しかし、大地の女神が持ち込んだ花は一風変わっていた。
植木鉢のその花は何の変哲もない花だった。
何処にでもある雑草のような花で、当然非難が集まった。
「何だ、その花は?」
「そんな花が世界で一番美しい花などであるはずがない」
声を荒げる神々に、大地の女神はにっこりと微笑んだ。
「そもそも美しさとは何なのでしょう?それぞれの花にはそれぞれの美しさがある。
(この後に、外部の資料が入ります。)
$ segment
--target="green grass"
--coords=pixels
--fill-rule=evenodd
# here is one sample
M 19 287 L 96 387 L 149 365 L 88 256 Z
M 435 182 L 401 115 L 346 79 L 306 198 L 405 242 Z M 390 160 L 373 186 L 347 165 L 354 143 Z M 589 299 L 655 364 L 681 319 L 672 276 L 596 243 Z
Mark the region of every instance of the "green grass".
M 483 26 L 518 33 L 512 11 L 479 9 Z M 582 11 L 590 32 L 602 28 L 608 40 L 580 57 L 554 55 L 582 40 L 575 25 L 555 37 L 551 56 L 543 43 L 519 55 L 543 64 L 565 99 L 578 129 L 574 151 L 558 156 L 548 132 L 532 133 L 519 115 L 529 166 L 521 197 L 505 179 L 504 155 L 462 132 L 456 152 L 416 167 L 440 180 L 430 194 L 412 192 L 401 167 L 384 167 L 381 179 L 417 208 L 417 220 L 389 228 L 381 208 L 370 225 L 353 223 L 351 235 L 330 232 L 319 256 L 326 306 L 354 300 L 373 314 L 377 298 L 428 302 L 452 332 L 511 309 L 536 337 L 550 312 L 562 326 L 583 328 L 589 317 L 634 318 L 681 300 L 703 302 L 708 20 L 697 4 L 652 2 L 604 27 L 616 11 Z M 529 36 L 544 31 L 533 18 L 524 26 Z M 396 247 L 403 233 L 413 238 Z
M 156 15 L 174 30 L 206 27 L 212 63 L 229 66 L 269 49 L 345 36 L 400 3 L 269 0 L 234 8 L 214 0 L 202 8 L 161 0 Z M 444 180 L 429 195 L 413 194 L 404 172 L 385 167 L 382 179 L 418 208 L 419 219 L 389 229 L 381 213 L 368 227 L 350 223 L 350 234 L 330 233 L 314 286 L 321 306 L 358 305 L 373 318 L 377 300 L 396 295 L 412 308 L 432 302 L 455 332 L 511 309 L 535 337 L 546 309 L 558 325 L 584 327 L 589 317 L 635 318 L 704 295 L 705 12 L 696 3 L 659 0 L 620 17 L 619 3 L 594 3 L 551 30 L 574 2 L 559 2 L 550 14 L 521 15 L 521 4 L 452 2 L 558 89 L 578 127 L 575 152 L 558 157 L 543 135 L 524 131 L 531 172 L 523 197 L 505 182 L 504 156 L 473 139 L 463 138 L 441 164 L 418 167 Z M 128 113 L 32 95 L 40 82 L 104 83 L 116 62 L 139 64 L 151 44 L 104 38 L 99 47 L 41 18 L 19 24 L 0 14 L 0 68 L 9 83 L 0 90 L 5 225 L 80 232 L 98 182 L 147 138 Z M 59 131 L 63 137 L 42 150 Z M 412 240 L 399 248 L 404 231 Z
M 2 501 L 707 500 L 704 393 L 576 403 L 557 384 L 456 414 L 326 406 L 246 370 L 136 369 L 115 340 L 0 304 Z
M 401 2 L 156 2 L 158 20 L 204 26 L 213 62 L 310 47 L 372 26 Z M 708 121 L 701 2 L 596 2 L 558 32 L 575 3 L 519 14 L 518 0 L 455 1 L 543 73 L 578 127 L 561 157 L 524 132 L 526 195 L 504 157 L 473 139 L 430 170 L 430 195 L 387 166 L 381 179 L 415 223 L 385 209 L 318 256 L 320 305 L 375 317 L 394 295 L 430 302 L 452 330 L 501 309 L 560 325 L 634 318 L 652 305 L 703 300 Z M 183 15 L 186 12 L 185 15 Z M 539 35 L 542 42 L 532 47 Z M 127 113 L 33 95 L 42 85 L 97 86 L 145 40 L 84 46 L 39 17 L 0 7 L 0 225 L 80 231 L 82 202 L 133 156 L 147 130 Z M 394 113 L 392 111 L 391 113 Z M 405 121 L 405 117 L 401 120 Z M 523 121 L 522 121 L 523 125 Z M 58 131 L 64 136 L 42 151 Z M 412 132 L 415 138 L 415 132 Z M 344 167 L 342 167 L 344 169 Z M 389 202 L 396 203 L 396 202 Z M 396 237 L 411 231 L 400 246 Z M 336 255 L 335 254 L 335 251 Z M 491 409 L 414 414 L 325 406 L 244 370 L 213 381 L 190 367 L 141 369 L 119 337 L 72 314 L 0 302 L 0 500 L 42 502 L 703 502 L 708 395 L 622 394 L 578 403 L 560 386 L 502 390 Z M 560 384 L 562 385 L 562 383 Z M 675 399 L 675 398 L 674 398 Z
はたしてそれを比べることなどできるものなのでしょうか?」
大地の女神の言葉に、神々は沈黙してしまった。
完全に品評会は水を差された形になってしまった。
興をそがれた神々は、散り散りとなった。
ある日、月の女神は、大地の女神が花壇で件の花の世話をしているのを見つけた。
「あら、一体何をしていらっしゃいますの?」
「あら、お久しぶりですね。今、花と枝を剪定しているところです。こうすると花が良く成長して、長い間咲いてくれるのです」
「そう」
少し思案し、月の女神は皮肉っぽく笑った。
「先日、それぞれの花にはそれぞれの美しさがあると、おっしゃっていたのではなくて?その今切り落とした花は、美しくないのかしら?」
嫌みたっぷりの月の女神の言葉に、大地の女神は微笑んで答えた。
「この切り落とされた花が美しいとおっしゃるのですね?」
「そうじゃないわ。今咲いている花と変わらないと言っているのよ」
「それぞれの花にはそれぞれの美しさがあるように、それぞれの花にはそれぞれの醜さもございます。花の違いが分からないとおっしゃるのでしたら、このようなのはいかがでしょう?」
月の女神は、大地の女神がそれほど困っていない様子が面白くなかった。
「例えば、今のあなた様の御様子は、美しいか?それとも醜いか?お分かりになられますか?」
「もういいわ。結構よ」
月の女神は憤慨して、大地の女神のもとを去った。
「あらあら、お忙しい方ですこと」
大地の女神は、また剪定を始めた。
ぽとりと落ちた何の変哲もない花は、やがて枯れて、腐り、土となる。
そして、何の変哲もない花の養分となるのだ。